Avoid a shutdown, pass coronavirus relief: Can Congress do either thing on its very short 2020 to-do list?

Here’s what’s going on with the last two major pieces of legislation we expect Congress to debate before the election.

1. Funding the government … for now

Congress needs to find a way to do this before Sept. 30, which is when the government runs out of money. Ideally, Congress would pass a bill funding the government for another full year. But even though this is Congress’s most fundamental duty, lawmakers haven’t passed a budget on time in years. Instead, they usually fight up to the last minute about what to put in it and end up agreeing to kick the can down the road a few months with a temporary budget that keeps funding at the previous year’s levels.

That appears to be what will happen in the fall. Right around Labor Day weekend, House Speaker Nancy Pelosi (D-Calif.) and Treasury Secretary Steven Mnuchin let it be known they had reached a deal that makes it much more likely Congress will pass a bill to temporarily fund the government. Likely is the key word here. They only agreed to keep this bill free of controversy, which means neither side will allow members of their own party to put politically troublesome funding proposals in it that could sink the whole thing.

Why does a verbal agreement between Pelosi and Mnuchin matter so much? It signals to the rest of Washington that two of the most important factions — 1. Democratic leaders, who control the majority in the House of Representatives and 2. the White House — agree in principle to get a temporary one done. Senate Republicans are much more likely to go along with something they know the White House is behind.

Notice that this deal to avoid a shutdown is still wishy-washy. Pelosi and Mnuchin didn’t agree to an actual temporary budget; just a commitment to pass one in good faith. We still don’t have any legislation. And any deal now doesn’t answer what could happen when the government runs out of money again, perhaps in December. It’s hard to predict what Congress might do then, since we will be in an entirely different place politically with the presidential election over.

Congressional budget expert Molly Reynolds with Brookings Institution said she is skeptical the government will shut down this fall. “For the government to shut down, someone has to want it to,” she wrote in an email to The Fix, “and it’s not clear that any of the sides here—House Democrats, Senate Republicans, or the White House—want it to, especially just weeks before an election.”

2. A coronavirus relief bill

In normal times before a major election, Congress would pass a temporary spending bill, leave town and not look back.

But there are plenty of members of Congress who still want to find a way to trillions of dollars to help Americans deal with the ongoing coronavirus pandemic.

The only problem is that an agreement on what to put in the bill and how big to make it has eluded them for months, and they’re nowhere near one now.

Sure, Senate Republicans plan to vote this week on one of the smallest proposals, $500 billion, which includes $300 unemployment help for a few months and no $1,200 stimulus check. But there is no intention to make this something Democrats can support. House Democrats passed a $3 trillion bill in May, and Pelosi has since offered Republicans $2 trillion. But Republicans said no, in part because the White House and Republicans don’t want to spend money helping struggling state and local governments. (Here’s more about why Democrats are pushing so hard to fund these governments.)

With that stalemate, leaders seem to have largely given up trying to find common ground and are each going their own way. Reynolds said she thought Senate Republicans would strike a deal with Democrats to help keep their Senate majority.

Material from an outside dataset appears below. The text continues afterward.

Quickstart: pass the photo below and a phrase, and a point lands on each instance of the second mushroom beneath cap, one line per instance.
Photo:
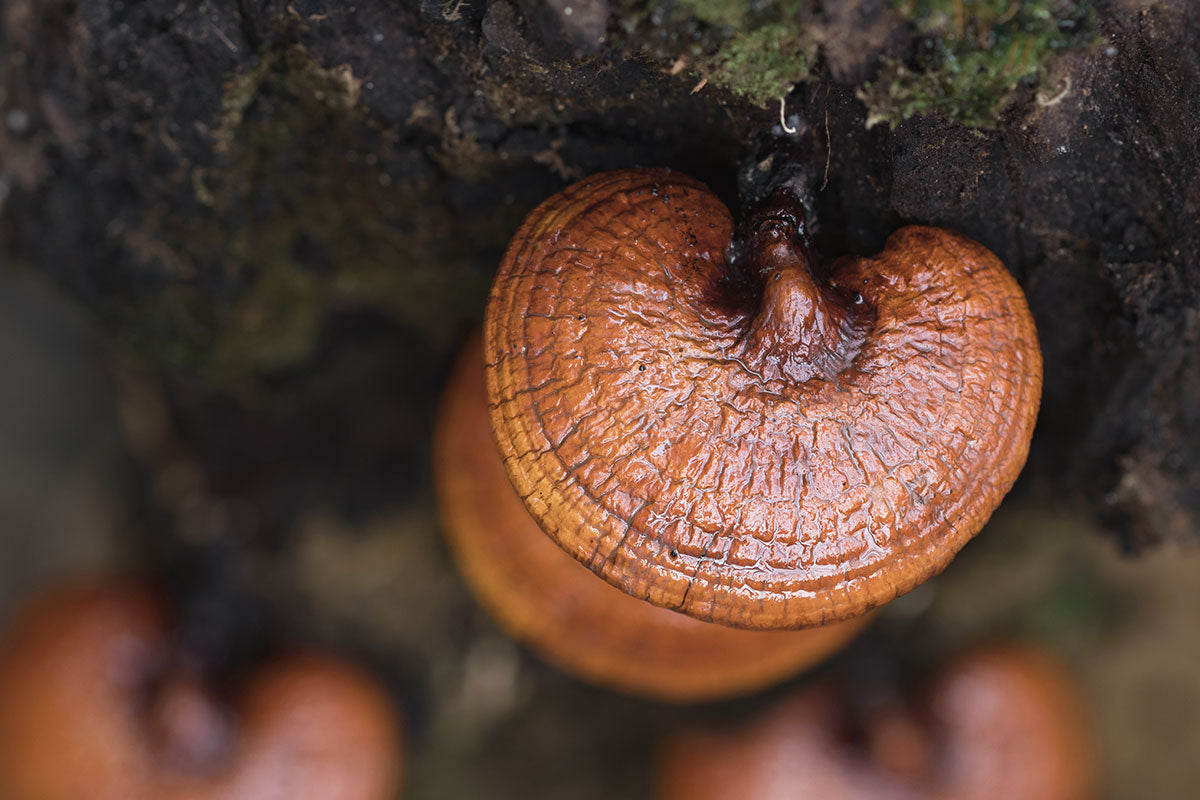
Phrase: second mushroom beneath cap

But as talks have faltered, Senate Majority Leader Mitch McConnell (R-Ky.) instead came up this week with a proposal that doesn’t have a chance of passing with Democrats’ help. But it will allow him to at least say that Republicans voted on something to help Americans before the election. Republicans’ Senate majority is in peril, with vulnerable senators in states such as Colorado, Arizona, North Carolina and Maine facing tough reelections in part because voters disapprove of how Trump has handled the coronavirus.

“McConnell is attempting to thread the needle between vulnerable incumbents desperate to vote on new relief measures and a significant bloc of fiscal conservatives who have opposed any new spending whatsoever,” report The Post’s Erica Werner and Laura Meckler. As a result of those wide factions in the GOP, it remains to be seen whether this bill can even get a majority of Republican votes.

Democrats have the power to block this bill from passing the Senate, and they almost certainly will. There might be a silver lining for McConnell on that. Republicans could argue Democrats are being unwilling to negotiate on even the small stuff. But that dynamic — Republicans proposing something much smaller than Democrats want, Democrats saying no — has existed since the summer, and it hasn’t seemed to move the polls in congressional races very much.

All this means the most likely scenario over the next few weeks is that Congress leaves town to campaign having done the bare minimum: staving off a shutdown disaster by agreeing to fund the government for a few months.

But any other deals on a long-term funding proposal and coronavirus relief seem increasingly unlikely. And as McConnell himself said, they get more and more unlikely as the election itself nears and lawmakers’ attention focuses elsewhere.